Disk-driven rotating bipolar outflow in Orion Source I

One of the outstanding problems in star formation theory concerns the transfer of angular momentum so that mass can accrete onto a newly born young stellar object (YSO). From a theoretical standpoint, outflows and jets are predicted to play an essential role in the transfer of angular momentum(1-4) and their rotations have been reported for both low-(5) and highmass(6,7) YSOs. However, little quantitative discussion on outflow launching mechanisms has been presented for high-mass YSOs due to a lack of observational data. Here we present a clear signature of rotation in the bipolar outflow driven by Orion Source I, a high-mass YSO candidate, using the Atacama Large Millimeter/Submillimeter Array (ALMA). A rotational transition of silicon monoxide ((SiO)-O-18) reveals a velocity gradient perpendicular to the outflow axis, which is consistent with that of the circumstellar disk traced by a high excitation water line. The launching radii and outward velocity of the outflow are estimated to be >10 au and 10 km s(-1), respectively.

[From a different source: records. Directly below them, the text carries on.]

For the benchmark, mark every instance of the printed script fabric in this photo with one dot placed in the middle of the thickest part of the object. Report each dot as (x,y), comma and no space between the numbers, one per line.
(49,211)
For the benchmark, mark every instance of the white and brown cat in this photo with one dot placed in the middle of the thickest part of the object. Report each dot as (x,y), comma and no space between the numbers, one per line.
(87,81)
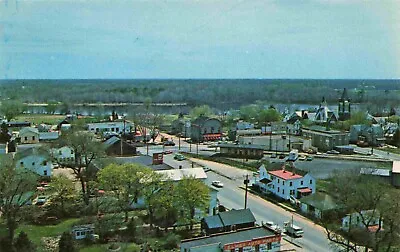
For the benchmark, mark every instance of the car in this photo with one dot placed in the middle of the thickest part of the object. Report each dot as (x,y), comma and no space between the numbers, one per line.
(217,183)
(169,143)
(333,152)
(179,157)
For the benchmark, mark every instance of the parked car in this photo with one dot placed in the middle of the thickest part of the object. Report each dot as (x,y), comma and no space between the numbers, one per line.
(169,143)
(333,152)
(217,183)
(179,157)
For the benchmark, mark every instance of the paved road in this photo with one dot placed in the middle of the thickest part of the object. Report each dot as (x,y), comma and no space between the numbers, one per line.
(232,196)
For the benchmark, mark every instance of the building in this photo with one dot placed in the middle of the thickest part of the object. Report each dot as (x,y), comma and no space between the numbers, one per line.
(205,129)
(117,127)
(29,135)
(324,139)
(344,106)
(35,160)
(242,150)
(318,205)
(285,183)
(250,239)
(228,221)
(372,135)
(114,146)
(324,114)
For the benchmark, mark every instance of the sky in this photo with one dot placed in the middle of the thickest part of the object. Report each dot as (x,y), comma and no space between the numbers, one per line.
(101,39)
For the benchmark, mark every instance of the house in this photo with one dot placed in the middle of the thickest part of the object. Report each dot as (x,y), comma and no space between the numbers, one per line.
(29,135)
(324,114)
(318,205)
(250,239)
(83,231)
(117,127)
(48,136)
(365,219)
(285,183)
(373,135)
(228,221)
(36,160)
(63,154)
(205,129)
(324,139)
(114,146)
(242,150)
(344,106)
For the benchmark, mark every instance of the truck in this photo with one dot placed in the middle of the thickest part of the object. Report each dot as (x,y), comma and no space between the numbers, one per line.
(293,230)
(293,155)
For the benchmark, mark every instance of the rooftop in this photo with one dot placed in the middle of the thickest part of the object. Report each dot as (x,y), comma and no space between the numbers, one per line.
(227,238)
(286,175)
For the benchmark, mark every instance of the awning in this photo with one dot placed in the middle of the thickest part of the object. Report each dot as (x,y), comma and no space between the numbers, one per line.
(209,137)
(304,190)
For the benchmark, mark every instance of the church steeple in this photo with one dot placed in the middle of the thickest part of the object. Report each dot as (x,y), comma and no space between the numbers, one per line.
(344,106)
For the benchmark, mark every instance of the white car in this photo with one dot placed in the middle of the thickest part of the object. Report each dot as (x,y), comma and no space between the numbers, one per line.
(217,183)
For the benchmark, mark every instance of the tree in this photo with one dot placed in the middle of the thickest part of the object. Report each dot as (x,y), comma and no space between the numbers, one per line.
(203,110)
(370,201)
(63,192)
(66,243)
(191,194)
(126,182)
(23,244)
(16,187)
(86,150)
(11,108)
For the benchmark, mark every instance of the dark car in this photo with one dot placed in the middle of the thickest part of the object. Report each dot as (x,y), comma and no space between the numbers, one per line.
(169,143)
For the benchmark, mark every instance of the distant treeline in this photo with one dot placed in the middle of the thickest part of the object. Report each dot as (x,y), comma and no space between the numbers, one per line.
(215,93)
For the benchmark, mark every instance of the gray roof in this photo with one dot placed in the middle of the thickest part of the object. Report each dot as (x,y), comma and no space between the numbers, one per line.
(227,238)
(229,218)
(321,201)
(242,146)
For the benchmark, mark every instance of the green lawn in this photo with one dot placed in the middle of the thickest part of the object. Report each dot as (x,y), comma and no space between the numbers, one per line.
(35,232)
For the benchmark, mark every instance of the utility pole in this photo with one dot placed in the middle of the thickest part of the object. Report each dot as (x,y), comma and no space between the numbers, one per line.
(246,182)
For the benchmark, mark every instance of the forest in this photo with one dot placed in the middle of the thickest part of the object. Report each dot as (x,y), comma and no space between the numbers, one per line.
(221,93)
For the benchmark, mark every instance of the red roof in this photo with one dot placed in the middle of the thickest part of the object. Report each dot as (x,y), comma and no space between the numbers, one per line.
(286,175)
(304,190)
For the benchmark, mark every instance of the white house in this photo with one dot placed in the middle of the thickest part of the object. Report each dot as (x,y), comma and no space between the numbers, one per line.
(365,219)
(116,127)
(63,154)
(35,160)
(284,183)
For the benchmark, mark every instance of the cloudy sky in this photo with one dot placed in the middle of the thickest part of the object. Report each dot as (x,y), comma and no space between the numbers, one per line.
(199,39)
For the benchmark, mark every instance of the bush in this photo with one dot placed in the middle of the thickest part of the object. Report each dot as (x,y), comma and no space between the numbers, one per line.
(66,243)
(172,240)
(23,244)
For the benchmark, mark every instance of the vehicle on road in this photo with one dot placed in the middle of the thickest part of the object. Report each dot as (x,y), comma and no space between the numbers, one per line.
(217,183)
(272,226)
(333,152)
(179,157)
(293,230)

These parameters rule out the possibility that the observed outflow is produced by the entrainment of a high-velocity jet(8), and that contributions from the stellar wind(9) or X-wind(10), which have smaller launching radii, are significant in the case of Source I. Thus these results provide convincing evidence of a rotating outflow directly driven by the magneto-centrifugal disk wind launched by a high-mass YSO candidate(6,11).